推奨事項: デバイスを参加させるために MFA を適用するには、条件付きアクセスでユーザー操作「デバイスの登録または参加」を使用します。
モビリティ設定の構成
モビリティ設定を構成するには、最初に MDM プロバイダーを追加することが必要な場合があります。
MDM プロバイダーを追加するには:
[Microsoft Entra ID] ページの [管理] セクションで、
Mobility (MDM and MAM)
を選択します。[アプリケーションの追加] をクリックします。
一覧から、使用する MDM プロバイダーを選択します。
MDM プロバイダーを選択して関連設定を構成します。
MDM ユーザー スコープ
デプロイのスコープに基づいて [一部] または [すべて] を選択します。
スコープに基づいて、次のいずれかのようになります。
- ユーザーが MDM スコープ内にある: Microsoft Entra ID P1 または P2 サブスクリプションがある場合、MDM 登録は Microsoft Entra 参加と共に自動的に行われます。 スコープ内のすべてのユーザーには、MDM に対する適切なライセンスが必要です。 このシナリオで MDM の登録に失敗した場合は、Microsoft Entra 参加がロールバックされます。

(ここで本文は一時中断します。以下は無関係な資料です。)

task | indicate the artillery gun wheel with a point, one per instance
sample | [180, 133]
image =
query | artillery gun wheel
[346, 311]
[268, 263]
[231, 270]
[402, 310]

- ユーザーが MDM のスコープ内にない: ユーザーが MDM のスコープ内にない場合、Microsoft Entra 参加は MDM 登録なしで完了します。 このスコープでは、アンマネージド デバイスが生じます。
MDM URL
MDM の構成に関連する URL は 3 つあります。
- MDM 使用条件 URL
- MDM 探索 URL
- MDM 準拠 URL
各 URL には、定義済みの既定値があります。 これらのフィールドが空の場合、詳細については MDM プロバイダーに問い合わせてください。
MAM 設定
モバイル アプリケーション管理 (MAM) は、Microsoft Entra 参加には適用されません。
企業の状態ローミングを構成する
Microsoft Entra ID に対して状態ローミングを有効にして、ユーザーがデバイス間で設定を同期できるようにするには、「Microsoft Entra ID の Enterprise State Roaming を有効にする」をご覧ください。
推奨事項: この設定は、Microsoft Entra ハイブリッド参加済みデバイスに対しても有効にしてください。
条件付きアクセスを構成する
Microsoft Entra 参加済みデバイスに対して MDM プロバイダーが構成されている場合、プロバイダーは、デバイスが管理下に入るとすぐにデバイスに準拠のフラグを設定します。
この実装を使用して、条件付きアクセスを使用してクラウド アプリへのアクセスにマネージド デバイスを要求することができます。